I was surprised at how easy it was to get Wireshark up and building on my Windows 8 laptop. The Developers Guide covers everything you need to know in a step by step fashion.

The only problem I had was that I didn't install Python beforehand like the guide says to. I already had cygwin, Visual Studio 2010 and SVN / GIT installed. Because I didn't have Python installed I had some trouble getting the packet-ncp2222.c to appear (apparently it uses Python in the build process).

Look at Section 2.2 (Page 10) of the Developers Guide for the whole break-down.

 

Dissectors & Taps

After getting the Wireshark source code building on my box it was time to figure out how wireshark is structured. I knew from Section 6.1 (Page 55) of the Developers Guide that Dissectors were a key part of Wireshark. A Dissector is used to break-down a packet and extract information specific to a protocol.
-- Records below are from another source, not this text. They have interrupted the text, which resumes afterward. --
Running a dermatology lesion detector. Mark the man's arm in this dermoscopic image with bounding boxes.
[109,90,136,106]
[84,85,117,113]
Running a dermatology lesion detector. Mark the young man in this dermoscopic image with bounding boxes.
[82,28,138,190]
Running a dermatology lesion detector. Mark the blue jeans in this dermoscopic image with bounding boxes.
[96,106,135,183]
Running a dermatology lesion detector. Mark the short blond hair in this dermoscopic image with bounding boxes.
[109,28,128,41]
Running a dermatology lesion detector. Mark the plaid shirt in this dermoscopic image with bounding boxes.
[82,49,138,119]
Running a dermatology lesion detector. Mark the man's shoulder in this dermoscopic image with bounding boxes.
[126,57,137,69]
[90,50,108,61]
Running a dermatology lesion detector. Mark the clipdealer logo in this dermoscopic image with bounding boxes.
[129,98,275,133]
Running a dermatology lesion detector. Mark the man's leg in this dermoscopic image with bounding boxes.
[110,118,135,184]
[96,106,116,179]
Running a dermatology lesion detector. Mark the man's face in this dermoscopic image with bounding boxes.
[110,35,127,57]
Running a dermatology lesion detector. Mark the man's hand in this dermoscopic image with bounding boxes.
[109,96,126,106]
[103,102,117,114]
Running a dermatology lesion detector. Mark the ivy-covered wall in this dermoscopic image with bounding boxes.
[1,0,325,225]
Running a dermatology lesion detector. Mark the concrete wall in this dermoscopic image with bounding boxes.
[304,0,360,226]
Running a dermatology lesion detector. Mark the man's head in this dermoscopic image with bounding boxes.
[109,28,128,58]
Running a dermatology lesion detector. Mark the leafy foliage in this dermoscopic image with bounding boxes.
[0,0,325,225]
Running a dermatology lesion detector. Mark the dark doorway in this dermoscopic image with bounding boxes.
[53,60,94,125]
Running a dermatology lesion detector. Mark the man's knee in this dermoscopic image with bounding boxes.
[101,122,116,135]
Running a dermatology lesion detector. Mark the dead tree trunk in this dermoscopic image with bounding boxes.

Out of the box I think there are over 1300 dissectors included with Wireshark.

Fortunately for me I found a robust and very functional SSL dissector included with Wireshark out of the box. I was hoping to interact with the dissector to extract Certificate information. That is where the concept of a Tap or Listener coms into play. A dissector can be coded to include a 'hook' that lets you extract information from it.
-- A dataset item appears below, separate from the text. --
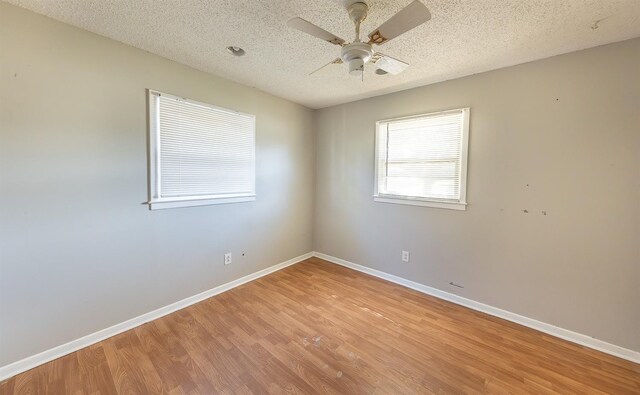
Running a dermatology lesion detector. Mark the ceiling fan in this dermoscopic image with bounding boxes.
[287,0,431,77]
Pages 60 and 73 of the Wireshark Developers Guide cover how to create a basic dissector and Tap/Listener.

While focusing on Lua, this Sharkfest slideshow/PDF could be helpful in understanding Dissectors & Taps

 

Path 1: Lua scripting

When I heard that Wireshark was scriptable via Lua I was pretty excited. Picking up a scripting language should be simpler than rooting through the Wireshark C source code, right? Unfortunately for me I found the Lua support in Wireshark to be a little lacking. It might be a PEBCAK, but I just couldn't find enough documentation to get the Lua binding to successfully interact with the SSL Dissector and extract the certificate bytes.

One nice thing about working in Lua as compared to C is that there is a Lua execution console built right into the shipping builds of Wireshark (Found under Tools -> Lua -> Evaluate) that can be used to prototype Listeners or Dissectors without having to recompile the project.
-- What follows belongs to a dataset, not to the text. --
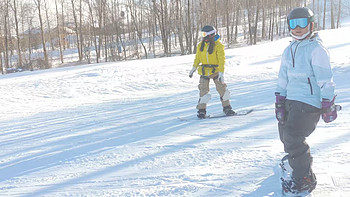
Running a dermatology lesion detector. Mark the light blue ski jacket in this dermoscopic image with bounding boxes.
[276,34,335,108]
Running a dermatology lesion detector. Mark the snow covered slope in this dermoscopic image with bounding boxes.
[0,27,350,197]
I was able to get a simple Listener running that could tell me when an SSL Handshake occured. I'd like to share that source here for anyone that it might benefit:


-- This opens up a handy window in Wireshark so I can see -- the results of my Lua script
window2 = TextWindow.new("SSL Window");

-- If I want to extract information I have to create a 'field' -- apparently "ssl.handshake.certificate" is a Label type -- and doesn't actually contain any cert data
ssl_cert_Info = Field.new("ssl.handshake.certificate");

-- This is a significant line of code. It activates a -- 'listener' that fires the 'tap.packet' method when -- it detects what you tell it to listen for. Here I'm -- trying to listen for ssl handshake certificates
tap = Listener.new (nil, "ssl.handshake.certificate");

-- I have to create this method or nothing would happen. -- It's in here that I learn information about the tapped -- packet and use it for something useful (or not in my case)
function tap.packet (pinfo, buffer, userdata)
 -- Never figured out how to use the 'field' to -- extract any cert bytes.
  local cert = ssl_cert_Info();

 -- Simple message indicating that we've found a cert (yay)
  window2:append( "Found a Cert " );
end

 

If you run the above source in the Wireshark 'Evaluate' window you may see this message:

CommonErrorWhenPrototypingLua.png

Full Error Message Text: Lua: Error During execution of dialog callback: [string "window2 = TextWindow.new("SSL Window");..."]:2: Field_get: A Field extractor must be defined before Taps or Dissectors get called

I haven't figured out what causes the message yet. To work-around the problem close and re-open Wireshark. I kept getting this message intermittently, which is another reason why I chose to abandon the Lua route for Wireshark scripting.

 

When it works, here's what it looks like when running:

LuaScriptInAction.png

Path of success: Play in the source code!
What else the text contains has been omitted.